Nucor wasn’t alone in facing economic headwinds in the fourth quarter. SDI’s fourth quarter 2017 earnings guidance was in the range of $0.48 to $0.52 per diluted share.  Comparatively, the company’s sequential third quarter 2017 earnings were $0.64 per diluted share, which included debt refinancing and repayment charges of $0.02 per diluted share.  Excluding these items, the company’s third quarter 2017 adjusted earnings were $0.66 per diluted share.

Prior year fourth quarter earnings were $0.08 per diluted share, which included non-cash goodwill and asset impairment charges of $0.31 per diluted share and debt refinancing and repayment charges of $0.04 per diluted share. Excluding these items, the company’s fourth quarter 2016 adjusted earnings were $0.43 per diluted share.

“Despite a lower sequential fourth quarter earnings result, we remain confident that macroeconomic and market conditions are in place to benefit domestic steel consumption in 2018,” said Mark D. Millett, President and Chief Executive Officer.  “Domestic steel inventory levels have moderated as the overhang from “pre-232″ imports has dissipated.  World steel demand and pricing have structurally improved and domestic steel demand remains healthy.  We believe North American automotive steel consumption will be steady, and we continue to gain momentum in that sector.  We also believe that there will be continued additional growth in the energy and construction sectors, including heavy equipment.  In combination with our own SDI initiatives, we believe there are firm drivers for growth in 2018.”

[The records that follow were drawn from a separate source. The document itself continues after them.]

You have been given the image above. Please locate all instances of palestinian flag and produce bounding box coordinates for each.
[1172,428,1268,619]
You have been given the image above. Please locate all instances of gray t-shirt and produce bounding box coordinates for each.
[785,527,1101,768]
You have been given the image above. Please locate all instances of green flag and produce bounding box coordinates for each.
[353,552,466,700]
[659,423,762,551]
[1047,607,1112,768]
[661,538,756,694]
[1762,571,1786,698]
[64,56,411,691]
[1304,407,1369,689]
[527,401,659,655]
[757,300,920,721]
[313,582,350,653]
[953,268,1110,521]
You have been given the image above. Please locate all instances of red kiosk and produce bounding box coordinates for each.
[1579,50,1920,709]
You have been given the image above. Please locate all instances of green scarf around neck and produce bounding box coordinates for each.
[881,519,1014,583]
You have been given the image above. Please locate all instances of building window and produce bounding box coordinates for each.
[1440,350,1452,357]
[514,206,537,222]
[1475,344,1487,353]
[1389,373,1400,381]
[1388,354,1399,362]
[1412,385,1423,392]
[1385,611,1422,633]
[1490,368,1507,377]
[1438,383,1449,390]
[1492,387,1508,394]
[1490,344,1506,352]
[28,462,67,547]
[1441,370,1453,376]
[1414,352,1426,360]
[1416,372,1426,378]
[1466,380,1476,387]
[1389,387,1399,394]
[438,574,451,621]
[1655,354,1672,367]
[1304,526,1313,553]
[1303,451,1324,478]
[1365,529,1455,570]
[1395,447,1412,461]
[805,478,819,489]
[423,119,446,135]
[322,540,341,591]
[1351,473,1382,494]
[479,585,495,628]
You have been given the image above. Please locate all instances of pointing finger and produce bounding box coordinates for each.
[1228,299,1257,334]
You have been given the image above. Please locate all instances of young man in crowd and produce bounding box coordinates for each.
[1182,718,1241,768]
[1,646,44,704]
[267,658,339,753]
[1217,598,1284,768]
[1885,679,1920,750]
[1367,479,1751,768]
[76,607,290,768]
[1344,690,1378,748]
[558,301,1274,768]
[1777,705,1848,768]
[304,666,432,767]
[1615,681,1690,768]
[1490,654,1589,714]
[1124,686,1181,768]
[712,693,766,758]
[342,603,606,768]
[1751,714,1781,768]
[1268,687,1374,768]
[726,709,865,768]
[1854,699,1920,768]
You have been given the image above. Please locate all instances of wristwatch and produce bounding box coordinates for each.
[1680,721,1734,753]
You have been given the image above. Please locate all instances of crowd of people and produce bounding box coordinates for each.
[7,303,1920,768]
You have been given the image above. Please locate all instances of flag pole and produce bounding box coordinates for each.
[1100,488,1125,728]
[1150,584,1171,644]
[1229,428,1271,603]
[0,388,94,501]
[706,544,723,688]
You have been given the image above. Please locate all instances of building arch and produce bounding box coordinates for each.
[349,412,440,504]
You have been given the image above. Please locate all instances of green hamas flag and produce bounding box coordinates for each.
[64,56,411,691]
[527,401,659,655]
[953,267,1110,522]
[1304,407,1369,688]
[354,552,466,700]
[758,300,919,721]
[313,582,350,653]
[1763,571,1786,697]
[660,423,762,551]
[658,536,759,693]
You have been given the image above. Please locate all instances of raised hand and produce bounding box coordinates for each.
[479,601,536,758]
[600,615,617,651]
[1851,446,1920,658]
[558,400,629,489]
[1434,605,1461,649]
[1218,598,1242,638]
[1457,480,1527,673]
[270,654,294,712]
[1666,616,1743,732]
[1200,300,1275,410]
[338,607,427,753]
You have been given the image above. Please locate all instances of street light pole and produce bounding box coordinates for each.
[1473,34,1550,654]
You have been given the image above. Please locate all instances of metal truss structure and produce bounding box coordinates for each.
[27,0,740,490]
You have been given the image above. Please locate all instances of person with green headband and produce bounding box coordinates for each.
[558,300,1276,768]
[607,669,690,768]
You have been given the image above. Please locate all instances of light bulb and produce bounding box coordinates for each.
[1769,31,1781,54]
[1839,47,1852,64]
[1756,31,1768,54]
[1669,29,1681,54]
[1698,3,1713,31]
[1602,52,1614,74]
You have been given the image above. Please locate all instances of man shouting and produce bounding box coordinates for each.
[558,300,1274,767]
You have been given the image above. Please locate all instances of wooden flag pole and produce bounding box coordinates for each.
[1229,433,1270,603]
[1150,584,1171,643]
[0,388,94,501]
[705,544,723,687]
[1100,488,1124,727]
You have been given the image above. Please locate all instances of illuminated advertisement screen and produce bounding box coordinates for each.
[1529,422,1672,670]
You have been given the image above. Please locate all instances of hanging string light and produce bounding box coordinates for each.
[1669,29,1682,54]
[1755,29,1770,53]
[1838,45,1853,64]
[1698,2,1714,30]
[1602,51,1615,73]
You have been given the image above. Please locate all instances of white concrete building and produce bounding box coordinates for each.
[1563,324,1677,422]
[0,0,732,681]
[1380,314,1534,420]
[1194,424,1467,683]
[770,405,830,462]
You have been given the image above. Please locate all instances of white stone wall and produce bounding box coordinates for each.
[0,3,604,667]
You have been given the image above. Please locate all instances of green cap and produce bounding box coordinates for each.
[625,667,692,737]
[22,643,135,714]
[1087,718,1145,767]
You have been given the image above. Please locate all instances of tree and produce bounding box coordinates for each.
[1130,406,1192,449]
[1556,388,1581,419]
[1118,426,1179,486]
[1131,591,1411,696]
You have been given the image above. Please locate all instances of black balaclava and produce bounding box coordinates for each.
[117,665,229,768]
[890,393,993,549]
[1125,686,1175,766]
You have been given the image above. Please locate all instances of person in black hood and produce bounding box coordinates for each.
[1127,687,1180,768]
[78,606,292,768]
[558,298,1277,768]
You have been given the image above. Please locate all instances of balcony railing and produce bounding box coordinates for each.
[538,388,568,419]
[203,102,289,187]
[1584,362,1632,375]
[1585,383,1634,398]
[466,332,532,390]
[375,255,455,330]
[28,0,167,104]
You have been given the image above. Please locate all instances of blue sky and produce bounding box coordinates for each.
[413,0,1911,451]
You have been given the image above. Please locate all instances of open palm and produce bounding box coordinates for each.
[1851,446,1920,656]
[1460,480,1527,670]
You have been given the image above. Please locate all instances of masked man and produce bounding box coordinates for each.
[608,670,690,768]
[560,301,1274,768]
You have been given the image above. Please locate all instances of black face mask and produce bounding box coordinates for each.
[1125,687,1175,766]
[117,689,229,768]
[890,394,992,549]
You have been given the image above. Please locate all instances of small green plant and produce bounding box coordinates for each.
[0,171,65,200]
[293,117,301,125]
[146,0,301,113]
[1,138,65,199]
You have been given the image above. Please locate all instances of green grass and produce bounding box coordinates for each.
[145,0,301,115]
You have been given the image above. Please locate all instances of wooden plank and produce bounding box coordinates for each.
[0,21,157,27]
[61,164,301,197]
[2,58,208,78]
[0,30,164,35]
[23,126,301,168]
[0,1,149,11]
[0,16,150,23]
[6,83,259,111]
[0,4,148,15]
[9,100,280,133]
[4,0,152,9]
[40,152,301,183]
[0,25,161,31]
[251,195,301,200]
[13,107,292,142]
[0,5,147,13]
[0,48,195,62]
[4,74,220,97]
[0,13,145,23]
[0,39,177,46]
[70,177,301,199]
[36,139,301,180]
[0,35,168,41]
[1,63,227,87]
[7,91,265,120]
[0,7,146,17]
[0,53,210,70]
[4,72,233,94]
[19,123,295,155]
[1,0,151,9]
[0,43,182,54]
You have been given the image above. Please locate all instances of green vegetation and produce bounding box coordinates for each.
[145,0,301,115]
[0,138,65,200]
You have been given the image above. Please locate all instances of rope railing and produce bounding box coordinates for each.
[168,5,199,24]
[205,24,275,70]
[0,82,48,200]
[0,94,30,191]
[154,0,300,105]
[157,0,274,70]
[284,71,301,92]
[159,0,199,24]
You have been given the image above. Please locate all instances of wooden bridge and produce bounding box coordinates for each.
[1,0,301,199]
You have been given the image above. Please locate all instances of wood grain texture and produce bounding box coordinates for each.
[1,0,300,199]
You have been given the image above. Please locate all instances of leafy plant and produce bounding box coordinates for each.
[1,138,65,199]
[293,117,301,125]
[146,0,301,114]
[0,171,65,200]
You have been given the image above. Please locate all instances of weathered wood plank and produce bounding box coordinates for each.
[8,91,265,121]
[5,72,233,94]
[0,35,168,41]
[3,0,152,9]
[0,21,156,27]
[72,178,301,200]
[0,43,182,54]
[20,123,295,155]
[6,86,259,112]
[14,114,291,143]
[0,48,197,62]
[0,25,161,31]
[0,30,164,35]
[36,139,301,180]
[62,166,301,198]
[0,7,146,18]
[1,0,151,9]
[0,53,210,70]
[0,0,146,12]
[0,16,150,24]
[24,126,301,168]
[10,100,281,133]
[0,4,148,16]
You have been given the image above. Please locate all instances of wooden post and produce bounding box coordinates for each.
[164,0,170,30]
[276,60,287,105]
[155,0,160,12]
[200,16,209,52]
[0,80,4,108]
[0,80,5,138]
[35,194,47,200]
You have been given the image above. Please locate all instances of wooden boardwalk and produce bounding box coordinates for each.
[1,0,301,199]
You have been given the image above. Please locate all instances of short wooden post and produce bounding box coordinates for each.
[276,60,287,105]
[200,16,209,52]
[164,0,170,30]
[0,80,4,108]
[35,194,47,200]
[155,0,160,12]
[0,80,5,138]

In October the company completed an equipment upgrade and facility expansion at the Butler Flat Roll Division and an equipment upgrade with additional value-add product opportunities at the Columbus Flat Roll Division.  Both projects were successfully executed.  However, the longer than typical outages resulted in higher costs and lower value-add shipments, reducing fourth quarter 2017 pretax earnings by approximately $27-million.

Fourth quarter 2017 profitability from the company’s overall steel operations is expected to decrease in comparison to sequential third quarter results.  The anticipated lower earnings are driven by the company’s flat roll operations.  In addition to the impact from the outages, overall average flat roll steel pricing is expected to decline more than consumed scrap raw material costs.  The company’s long product operations also anticipate lower sequential earnings based on lower shipments, as merchant steel volume remains under pressure from excessive prefabricated steel imports and excess domestic production capability.

Fourth quarter 2017 profitably for the company’s metals recycling platform is expected to remain consistent with sequential third quarter results, despite lower average ferrous selling values, as nonferrous earnings improved.

Demand remains strong for the company’s fabricated steel joist and deck products, in what is typically a seasonally slower quarter, a positive indicator that the non-residential construction market is continuing a growth trend.  Fourth quarter 2017 earnings from the company’s fabrication business are expected to somewhat improve from sequential third quarter results, based on expected record shipments and improved average sales price.